I keep thinking about all my “best laid” plans to get back to blogging full time. For some reason they keep getting derailed. First, my blog got hacked and I had to completely wipe it out and start fresh…which actually ended up being a benefit as I like the new blog design much better, so I can definitely see the good that came from the bad. Then after I got it all set up and ready to go, I broke my hand…my right hand…so I couldn’t really type for quite a few weeks. For someone who likes to have her life all planned out, those surprises can throw me for a loop. But I also think about quitting and failure and grace.
I am a pretty stubborn person by nature. I am easy-going and very patient, but when I set my mind to something, I’m going to figure out how to do it. There are times this serves me well and times it doesn’t. Sometimes, we do need to quit. And it’s not a failure. Sometimes, what we are doing is not the best for us or our family. It’s not going to move us closer to our dreams and goals. It’s in those times, we need to have the courage to quit. To lay down what might be good, for what is best (more of my thoughts on this are here if you missed it). We can’t count that as a failure when we choose to stop doing things that don’t move us forward. But there are those times when we know we are doing something that we love, that we want to be part of our lives, that we know in our heart of hearts is moving us toward our dreams…and we keep getting off-track.
As a planner, I hate to feel like I’m derailing….like I’m heading off in a direction opposite (or even alongside, but still not on) the path I’m supposed to be following. Do you ever feel like that? Like you can see the place you’re supposed to be walking, but you realize you are not on that road? It’s easy to get down on ourselves, to feel like failures, to wonder if we’ll ever be able to get back to that road we need to be on. And that’s when we need grace.
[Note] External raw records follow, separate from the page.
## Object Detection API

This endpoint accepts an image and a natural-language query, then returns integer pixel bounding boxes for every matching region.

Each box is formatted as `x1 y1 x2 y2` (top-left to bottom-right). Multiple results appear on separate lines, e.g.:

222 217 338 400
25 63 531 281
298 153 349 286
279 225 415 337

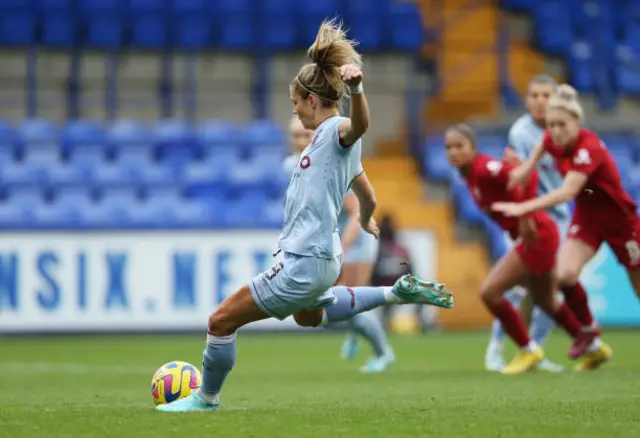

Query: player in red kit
493 85 624 370
445 125 586 374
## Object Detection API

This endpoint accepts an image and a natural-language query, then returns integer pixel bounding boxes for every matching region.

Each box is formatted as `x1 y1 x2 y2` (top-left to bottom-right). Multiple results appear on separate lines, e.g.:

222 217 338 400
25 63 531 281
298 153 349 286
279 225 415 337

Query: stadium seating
0 119 288 228
501 0 640 96
0 0 424 51
423 132 640 258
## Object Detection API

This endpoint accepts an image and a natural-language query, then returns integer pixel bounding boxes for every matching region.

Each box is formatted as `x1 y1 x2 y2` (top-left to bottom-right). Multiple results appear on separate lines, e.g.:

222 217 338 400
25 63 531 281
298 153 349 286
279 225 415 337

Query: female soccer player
283 116 395 373
485 75 570 372
157 21 453 412
493 85 640 369
445 125 600 374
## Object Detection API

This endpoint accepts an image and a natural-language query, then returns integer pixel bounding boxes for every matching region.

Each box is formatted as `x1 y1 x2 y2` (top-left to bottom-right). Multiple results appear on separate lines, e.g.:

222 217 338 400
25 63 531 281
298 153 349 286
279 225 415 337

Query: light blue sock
348 313 391 357
200 333 236 400
529 306 556 346
489 289 524 346
323 286 392 325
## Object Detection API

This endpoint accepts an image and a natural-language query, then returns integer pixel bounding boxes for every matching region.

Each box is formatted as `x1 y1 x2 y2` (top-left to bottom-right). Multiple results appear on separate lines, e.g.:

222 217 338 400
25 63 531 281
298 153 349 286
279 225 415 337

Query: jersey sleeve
568 138 604 176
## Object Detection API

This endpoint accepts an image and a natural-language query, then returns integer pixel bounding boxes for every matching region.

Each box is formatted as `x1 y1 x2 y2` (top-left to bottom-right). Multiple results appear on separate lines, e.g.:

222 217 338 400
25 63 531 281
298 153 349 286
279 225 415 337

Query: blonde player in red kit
445 125 586 374
493 85 640 369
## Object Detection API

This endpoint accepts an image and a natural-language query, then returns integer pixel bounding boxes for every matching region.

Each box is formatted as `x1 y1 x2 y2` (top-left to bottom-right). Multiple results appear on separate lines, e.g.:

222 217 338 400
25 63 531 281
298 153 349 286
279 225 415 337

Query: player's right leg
156 286 269 412
480 249 544 374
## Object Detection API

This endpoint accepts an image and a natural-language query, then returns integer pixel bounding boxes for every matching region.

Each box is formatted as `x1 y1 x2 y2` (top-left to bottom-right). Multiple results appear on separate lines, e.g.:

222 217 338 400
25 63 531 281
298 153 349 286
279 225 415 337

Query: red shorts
515 219 560 276
568 214 640 269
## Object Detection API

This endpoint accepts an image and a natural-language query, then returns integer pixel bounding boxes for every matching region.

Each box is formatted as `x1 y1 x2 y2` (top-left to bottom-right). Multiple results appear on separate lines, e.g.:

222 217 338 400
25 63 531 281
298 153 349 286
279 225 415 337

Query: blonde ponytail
291 19 362 107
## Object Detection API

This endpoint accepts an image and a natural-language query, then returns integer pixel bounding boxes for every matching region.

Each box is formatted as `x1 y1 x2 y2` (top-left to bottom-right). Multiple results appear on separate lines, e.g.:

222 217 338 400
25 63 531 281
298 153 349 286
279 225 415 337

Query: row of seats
502 0 640 96
423 132 640 258
0 0 424 51
0 197 283 229
0 119 286 156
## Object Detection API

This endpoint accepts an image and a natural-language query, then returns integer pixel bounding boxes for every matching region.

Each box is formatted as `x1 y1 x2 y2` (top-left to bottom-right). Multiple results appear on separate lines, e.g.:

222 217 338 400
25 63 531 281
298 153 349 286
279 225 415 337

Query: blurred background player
495 85 640 369
157 21 453 412
445 125 600 374
484 75 570 372
284 116 401 372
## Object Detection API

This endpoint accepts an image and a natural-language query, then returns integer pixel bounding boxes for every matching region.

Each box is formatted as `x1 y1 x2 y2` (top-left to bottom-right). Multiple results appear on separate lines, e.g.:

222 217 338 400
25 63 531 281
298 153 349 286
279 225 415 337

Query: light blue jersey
509 114 570 222
279 116 363 258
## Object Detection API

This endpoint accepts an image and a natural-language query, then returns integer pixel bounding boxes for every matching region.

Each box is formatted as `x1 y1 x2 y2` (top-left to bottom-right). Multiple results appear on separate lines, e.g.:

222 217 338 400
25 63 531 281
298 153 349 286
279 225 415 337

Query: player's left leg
156 286 270 412
352 264 395 373
294 275 454 327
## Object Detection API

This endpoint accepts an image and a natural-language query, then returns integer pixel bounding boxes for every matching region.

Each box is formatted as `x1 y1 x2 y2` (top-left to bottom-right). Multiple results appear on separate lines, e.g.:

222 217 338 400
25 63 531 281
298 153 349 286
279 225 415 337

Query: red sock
553 303 581 339
489 299 531 347
562 283 593 327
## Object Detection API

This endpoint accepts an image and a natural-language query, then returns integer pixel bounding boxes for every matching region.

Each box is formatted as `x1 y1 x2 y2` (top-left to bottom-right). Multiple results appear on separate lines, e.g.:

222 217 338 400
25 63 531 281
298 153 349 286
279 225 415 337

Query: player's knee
480 284 504 306
558 267 580 288
209 309 237 336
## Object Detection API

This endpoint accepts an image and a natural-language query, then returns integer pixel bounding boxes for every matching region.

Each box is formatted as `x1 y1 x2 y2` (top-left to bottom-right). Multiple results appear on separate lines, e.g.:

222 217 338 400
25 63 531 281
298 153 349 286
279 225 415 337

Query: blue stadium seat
242 120 287 151
533 0 574 55
223 196 266 228
0 202 31 229
7 184 45 209
424 140 453 182
18 119 61 148
569 41 595 93
41 11 79 47
126 0 169 15
46 163 88 187
131 13 169 49
35 0 74 12
0 120 22 159
174 14 213 49
53 185 96 209
107 120 154 155
257 10 299 51
33 204 80 229
63 120 107 154
388 2 426 52
0 11 37 46
153 119 198 162
91 163 136 187
2 162 47 186
83 11 125 49
196 120 243 151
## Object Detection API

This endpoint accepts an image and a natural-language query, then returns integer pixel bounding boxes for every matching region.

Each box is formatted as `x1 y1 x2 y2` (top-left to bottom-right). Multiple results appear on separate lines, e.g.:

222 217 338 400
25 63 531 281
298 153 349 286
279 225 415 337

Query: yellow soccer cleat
574 342 613 371
502 347 544 374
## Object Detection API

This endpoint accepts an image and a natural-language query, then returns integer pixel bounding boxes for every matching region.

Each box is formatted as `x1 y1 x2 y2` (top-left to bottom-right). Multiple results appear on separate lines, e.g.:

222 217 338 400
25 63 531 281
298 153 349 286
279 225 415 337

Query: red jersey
465 154 555 240
543 129 637 231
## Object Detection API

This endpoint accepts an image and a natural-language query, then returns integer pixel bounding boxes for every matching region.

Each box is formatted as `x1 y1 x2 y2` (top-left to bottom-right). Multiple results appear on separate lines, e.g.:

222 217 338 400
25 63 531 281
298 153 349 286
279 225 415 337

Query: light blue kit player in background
156 21 453 412
283 116 395 373
485 75 571 372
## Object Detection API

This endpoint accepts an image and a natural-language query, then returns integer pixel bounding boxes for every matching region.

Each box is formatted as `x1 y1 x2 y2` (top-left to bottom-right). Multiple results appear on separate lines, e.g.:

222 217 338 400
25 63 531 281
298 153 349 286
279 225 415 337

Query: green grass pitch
0 331 640 438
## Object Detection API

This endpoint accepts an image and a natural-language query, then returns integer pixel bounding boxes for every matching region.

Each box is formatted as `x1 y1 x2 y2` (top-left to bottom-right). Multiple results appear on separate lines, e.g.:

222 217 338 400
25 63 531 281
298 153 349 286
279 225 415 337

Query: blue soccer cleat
360 353 396 374
340 333 360 360
392 274 453 309
156 392 220 412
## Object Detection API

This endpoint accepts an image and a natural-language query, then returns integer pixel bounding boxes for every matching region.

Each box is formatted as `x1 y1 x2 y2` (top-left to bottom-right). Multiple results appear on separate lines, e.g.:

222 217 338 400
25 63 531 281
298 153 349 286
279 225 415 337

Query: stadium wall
0 230 437 334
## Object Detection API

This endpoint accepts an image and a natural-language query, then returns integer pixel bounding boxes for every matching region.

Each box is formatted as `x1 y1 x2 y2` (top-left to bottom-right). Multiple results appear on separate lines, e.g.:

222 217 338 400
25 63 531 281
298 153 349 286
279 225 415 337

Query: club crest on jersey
487 160 502 176
573 149 591 164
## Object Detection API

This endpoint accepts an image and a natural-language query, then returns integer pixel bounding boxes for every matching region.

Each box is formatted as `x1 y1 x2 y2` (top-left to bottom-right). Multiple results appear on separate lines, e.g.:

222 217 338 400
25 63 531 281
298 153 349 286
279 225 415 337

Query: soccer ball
151 361 202 405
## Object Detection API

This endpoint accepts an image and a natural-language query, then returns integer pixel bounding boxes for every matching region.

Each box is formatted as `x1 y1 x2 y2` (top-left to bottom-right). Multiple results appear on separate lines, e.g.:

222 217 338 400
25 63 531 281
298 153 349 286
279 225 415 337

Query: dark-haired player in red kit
493 85 624 370
445 125 600 374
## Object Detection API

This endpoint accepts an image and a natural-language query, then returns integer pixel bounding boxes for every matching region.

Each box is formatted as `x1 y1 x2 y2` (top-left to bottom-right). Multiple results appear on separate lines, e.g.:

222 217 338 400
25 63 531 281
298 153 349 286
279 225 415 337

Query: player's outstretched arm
339 64 369 146
509 142 544 188
351 171 380 237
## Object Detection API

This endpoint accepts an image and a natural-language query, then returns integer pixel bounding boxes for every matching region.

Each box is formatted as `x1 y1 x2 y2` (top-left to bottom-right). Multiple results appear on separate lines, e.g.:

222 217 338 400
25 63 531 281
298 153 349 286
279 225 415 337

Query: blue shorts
342 230 378 264
249 253 342 320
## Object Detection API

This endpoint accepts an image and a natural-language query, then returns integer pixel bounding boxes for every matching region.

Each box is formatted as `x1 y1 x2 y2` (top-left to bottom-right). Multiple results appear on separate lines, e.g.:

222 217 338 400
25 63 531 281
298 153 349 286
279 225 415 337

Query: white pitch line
0 362 155 375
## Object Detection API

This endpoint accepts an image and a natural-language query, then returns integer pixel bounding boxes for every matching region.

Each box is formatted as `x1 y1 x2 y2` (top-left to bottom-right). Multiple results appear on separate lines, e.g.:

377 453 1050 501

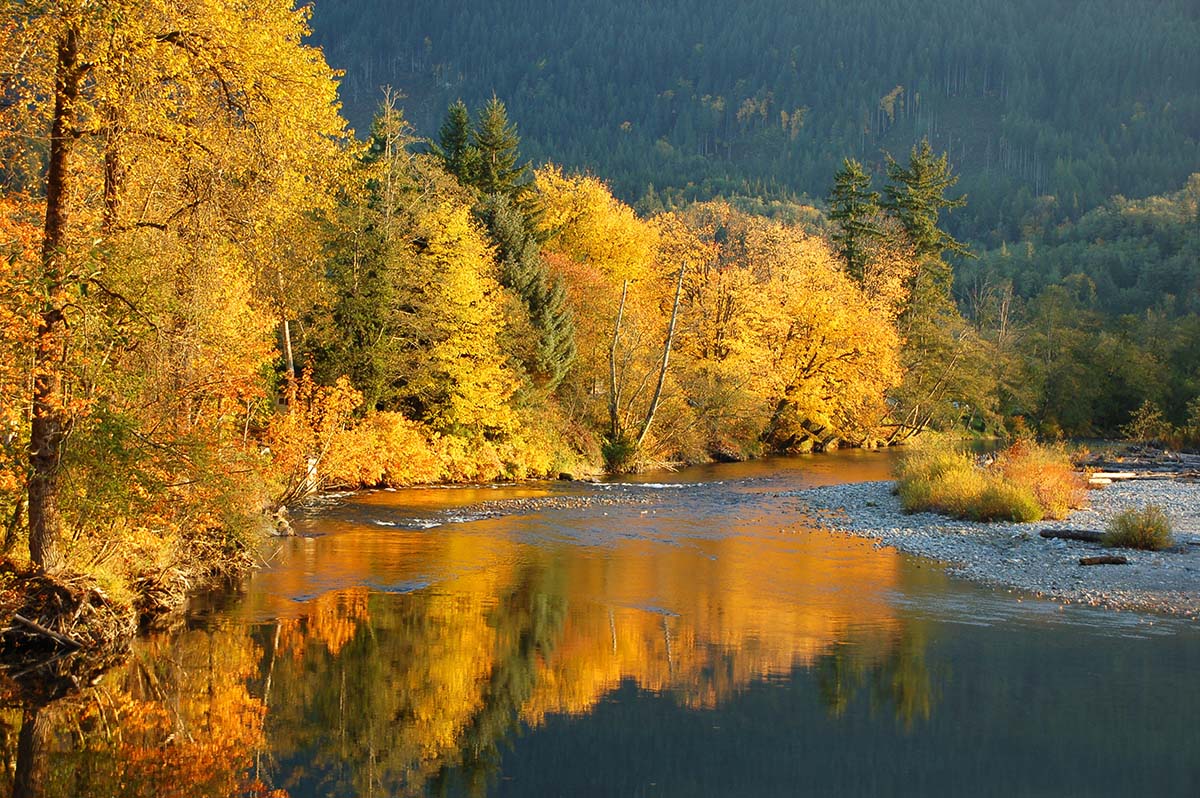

We are often harder on ourselves than others are. We feel like we just can’t start over one.more.time. What will people think? Why can’t I just keep it together? What is my problem that I keep wandering off the path?
It takes courage to step out on the road toward our dreams. It takes grace to allow ourselves to see that we have wandered off and instead of giving up, we march ourselves back onto that road once again.
I am learning to give myself grace. A planner, who is a perfectionist, has a hard time with that. But I’m also a single mom, homeschooling her kids, working full time from home…and so sometimes, I wander off Dream Road…or get dragged off by Life. I’m figuring out how to give myself grace to say “It’s ok to be off-track; now let’s get back on it”.
Have you been dragged off Dream Road lately? If so, I encourage you to, first, give yourself grace to not be perfect all the time, to not always have it all together. Then, have the courage to march back over and start walking that road toward your dreams once again. We can do this!!